DARYL "BLAZE" RODINA, OCT 17 2010


「何か口に入れるものでも持ってこようか」
 ばさ、と衣擦れの音を耳にして、ブレイズは視線を上げた。
 ベッドに寝そべる自分とは対照的に、脇に立つ男の姿。ハミルトン大尉その人だ。
 彼は既に衣服をきちんと整えており、涼しげな顔でこちらを見下ろしている。だがこちらはどうにも動けない。服の代わりにシーツを腰元まで被り、寝台にべちゃりと潰れている様はカエルのようだと自分で思う。
 みっともないし、何より上官の前である。佇まいをなおしたいのは山々だが、この状況を作ったのもまた、ハミルトン大尉その人である。
 答えに困っていると、後頭部を混ぜるように撫でる手を感じた。
「答えは?」
 問いかけは、柔らかく優しい。こういう時は大概、黙っていると次にこう言われるのだ。君はもっと素直になったほうがいい、と。
「……お願いします」
「待っていなさい」
 かつん、かつんかつん。ぱたん。
 響いた足音が、閉じられたドアの向こうへゆっくりとフェードアウトしていくのを聞き、身を捩ってなんとか上半身を起こした。
 彼の私室で身体を重ねるようになったのは、つい最近のことだ。それまでは、執務室だの資料室だのに呼ばれることはあったが、私室に呼ばれることはなかった。また、彼の抱き方も変わったように感じる。
 以前はこんなに身体に負担がかかるほど、貪られたことはなかった。いつもどこか上品で紳士的だったし、自分から見て節度のある大人という枠組みの中に彼はいた。
 変わりゆく戦況。自分。そして彼。
 少し前までは、こんなことを想像すらしなかったというのに、気づけば自分を取り巻くものが大きく変わっている。

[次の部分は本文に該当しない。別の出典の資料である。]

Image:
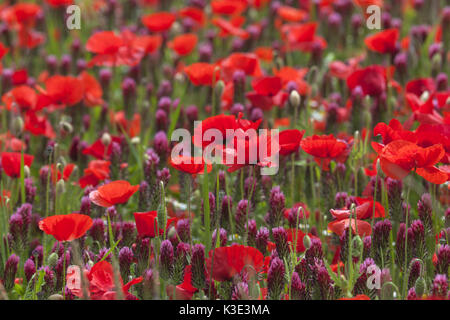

 とりあえずは、彼が戻るまでに衣服を正さなければならない。恐らく彼は、プライベートの時間に関してはだが、もう少しくらい横になっていても咎めやしないだろうが、それでも彼の前ではきちんとした部下でいたかった。
 シャツを羽織って袖を通し、ボタンをとめる。ズボンも同様に穿いた。ベルトを通しながら、ふと部屋の片隅に視線が留まる。
 片されている部屋、そのテーブル。使っていないのではないかとすら思える、新品のように綺麗なテーブルの引き出しが、ほんの少し開いている。少し大雑把な人間ならば、見落としてしまいそうなくらいの、隙間だ。
 ただ、だからこそ少し気にかかった。ハミルトン大尉という人は、そんなほんの少しの隙間も残さないように、普段から行動するような人だ。だからこそ尊敬に値するわけで、その引き出しの隙間を少し珍しい、と思った。
 そのテーブルに近寄り、引き出しを中指の先で少し押す。だがしかし、これが閉まらない。
 何かが引っかかっているのかと思い、引き出しを開けた。中にはいくらかの紙が収められていたが、その一番上にある紙が、どうも奥の隙間に挟まってしまっていたらしい。
 破かないように引っ張り出し、その皺を丁寧に伸ばした。同時に文面が目に入る。手紙……いや、何かの報告書だろうか? 疑問形なのは、その文字が公用語ではない、異国の言葉だったからだ。
(……ベルカ語?)
 最初は分からなかったが、その特徴からベルカの言葉だと見当をつけた。ベルカの言葉は全くと言っていいほど分からない。ほんの一握りの簡単な単語や数字が分かる程度だ。
 なぜ、大尉のテーブルの中に、ベルカ語で書かれたものが入っているのだろう。
 自分の知らない彼の姿を垣間見たのが、思いのほか衝撃的だったことに驚く。食い入るようにその文面を眺めたが、睨みつけたところでベルカ語が分かるわけもない。
 ただ、その中に妙に目につく数字があった。
(8、4……9、2)
 8492。その数字だけがことさら目立って仕方ない。
 もう少し文面を追おうとした瞬間、僅かに聞こえてくる足音に気付き、その文書を引き出しに押しこんだ。最初そうなっていたように引き出しを閉じ、近づいてくる彼を待った。